Cash still king for customers
24 October 2007 | 7423 views | 0
The British Retail Consortium (BRC) says customers still prefer to use cash when paying for purchases in stores despite moves by banks to boost revenues from fees through increased card spending.
Note and coin payments accounted for more than half (54%) of all transactions last year, with £32 of every £100 spent in shops being in cash, according to a BRC survey which includes results from 10,000 shops responsible for over a third of total UK retail sales.
But the retailers' organisation is accusing card companies of exaggerating the extent to which cards have replaced cash, while pushing cashless payment methods as a way of boosting their own revenue.

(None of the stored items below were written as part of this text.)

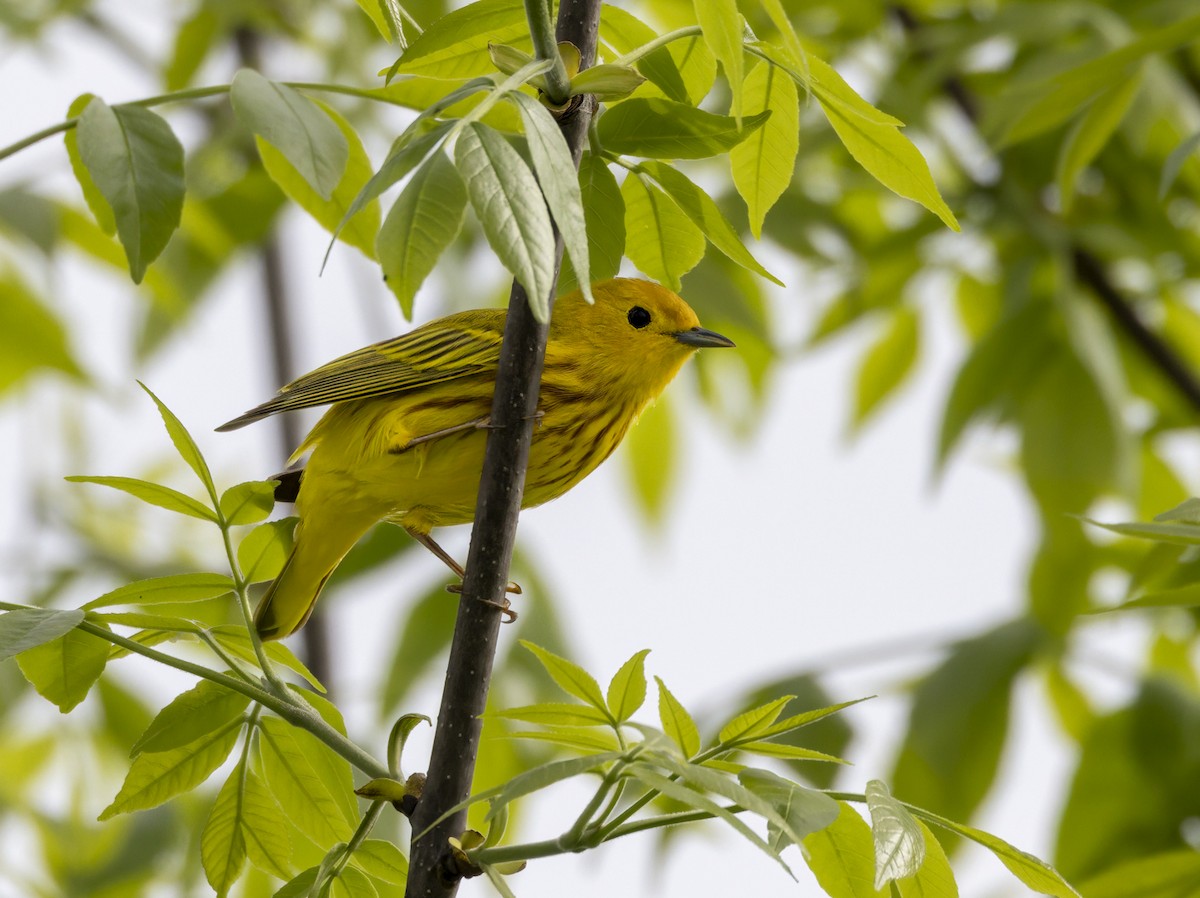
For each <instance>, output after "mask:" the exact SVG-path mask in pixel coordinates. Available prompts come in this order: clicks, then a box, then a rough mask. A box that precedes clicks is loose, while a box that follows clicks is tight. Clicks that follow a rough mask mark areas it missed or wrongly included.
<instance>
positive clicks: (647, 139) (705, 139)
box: [596, 97, 770, 158]
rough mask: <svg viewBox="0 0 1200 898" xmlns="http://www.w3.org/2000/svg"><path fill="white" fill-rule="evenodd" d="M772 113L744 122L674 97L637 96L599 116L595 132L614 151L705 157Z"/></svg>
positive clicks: (734, 138) (724, 151)
mask: <svg viewBox="0 0 1200 898" xmlns="http://www.w3.org/2000/svg"><path fill="white" fill-rule="evenodd" d="M769 116H770V114H769V113H767V112H762V113H758V114H757V115H746V116H745V118H744V119H743V120H742V124H740V126H739V125H738V121H737V119H734V118H732V116H730V115H718V114H715V113H709V112H704V110H703V109H697V108H696V107H694V106H688V104H686V103H677V102H674V101H672V100H659V98H649V100H644V98H641V97H634V98H632V100H626V101H624V102H622V103H618V104H617V106H614V107H612V108H611V109H608V110H607V112H606V113H605V114H604V115H601V116H600V120H599V122H598V124H596V131H598V133H599V136H600V143H601V145H602V146H604V148H605V149H606V150H608V151H610V152H619V154H623V155H628V156H646V157H648V158H707V157H708V156H716V155H720V154H722V152H728V151H730V150H731V149H732V148H733V146H737V145H738V144H739V143H742V142H743V140H745V139H746V138H748V137H750V134H752V133H754V132H755V131H756V130H757V128H760V127H762V125H763V124H764V122H766V121H767V119H768V118H769Z"/></svg>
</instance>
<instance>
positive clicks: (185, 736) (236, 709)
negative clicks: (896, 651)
mask: <svg viewBox="0 0 1200 898" xmlns="http://www.w3.org/2000/svg"><path fill="white" fill-rule="evenodd" d="M247 705H250V699H248V698H246V696H245V695H241V694H240V693H235V692H233V690H232V689H229V688H227V687H224V686H221V684H220V683H214V682H211V681H208V680H202V681H200V682H199V683H197V684H196V686H194V687H192V688H191V689H188V690H187V692H186V693H181V694H179V695H176V696H175V698H174V699H172V701H170V704H168V705H167V706H166V707H164V708H163V710H162V711H160V712H158V713H157V714H156V716H155V718H154V720H151V722H150V725H149V726H148V728H146V730H145V732H143V734H142V737H140V738H138V741H137V742H136V743H133V748H131V749H130V755H131V756H136V755H138V754H140V753H143V752H168V750H170V749H175V748H181V747H182V746H186V744H187V743H190V742H194V741H196V740H198V738H202V737H203V736H205V735H208V734H210V732H214V731H217V730H223V729H224V728H226V726H228V725H229V724H230V723H232V722H233V720H235V719H236V718H240V717H241V713H242V712H244V711H245V710H246V706H247Z"/></svg>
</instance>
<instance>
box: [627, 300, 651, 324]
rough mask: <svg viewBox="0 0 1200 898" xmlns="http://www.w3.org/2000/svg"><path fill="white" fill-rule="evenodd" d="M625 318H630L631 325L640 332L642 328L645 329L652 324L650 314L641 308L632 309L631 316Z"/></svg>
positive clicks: (635, 306)
mask: <svg viewBox="0 0 1200 898" xmlns="http://www.w3.org/2000/svg"><path fill="white" fill-rule="evenodd" d="M625 317H626V318H629V323H630V324H632V325H634V327H635V328H637V329H638V330H641V329H642V328H644V327H646V325H647V324H649V323H650V313H649V312H647V311H646V310H644V309H642V307H641V306H634V307H632V309H630V310H629V315H628V316H625Z"/></svg>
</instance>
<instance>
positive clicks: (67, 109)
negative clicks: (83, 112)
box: [62, 94, 116, 237]
mask: <svg viewBox="0 0 1200 898" xmlns="http://www.w3.org/2000/svg"><path fill="white" fill-rule="evenodd" d="M95 98H96V95H95V94H80V95H79V96H77V97H76V98H74V100H72V101H71V106H70V107H67V118H68V119H73V118H77V116H78V115H79V114H80V113H82V112H83V110H84V109H85V108H88V103H90V102H91V101H92V100H95ZM62 142H64V143H65V144H66V146H67V158H68V160H70V161H71V170H72V172H73V173H74V176H76V181H78V184H79V188H80V190H82V191H83V199H84V202H85V203H86V204H88V209H90V210H91V214H92V217H95V218H96V223H97V224H98V226H100V229H101V231H103V232H104V233H106V234H108V235H109V237H112V235H114V234H115V233H116V220H115V218H114V217H113V206H110V205H109V204H108V200H107V199H104V194H103V193H101V192H100V187H97V186H96V181H94V180H92V179H91V173H90V172H89V170H88V166H85V164H84V161H83V156H80V155H79V133H78V128H71V130H68V131H66V132H64V134H62Z"/></svg>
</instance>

On average a £20 cash transaction costs a retailer less than four pence while a £20 credit card transaction costs at least 17 pence, says the BRC.
The BRC says, in making moves to replace cash, card schemes and banks must acknowledge the very low costs they actually incur and reduce charges for processing these card payments to below those for handling cash.
Collecting all payments, including cash, cards and cheques, cost retailers £317 million last year, says the BRC. Processing of credit card payments made up 51% of that even though they represent only 22% of sales turnover and 12% of transactions.
Kevin Hawkins, director general of the BRC, claims that banks have long abused their position by imposing much higher charges on retailers for processing card payments than cash.
"Clearly the banks have spotted that replacing cash with cards would mean a further boost to their profits," says Hawkins. "There should be a lower, fixed fee per transaction which actually reflects the costs of processing. Cash still dominates and will continue to do so while the high costs of the alternatives put retailers off adopting them."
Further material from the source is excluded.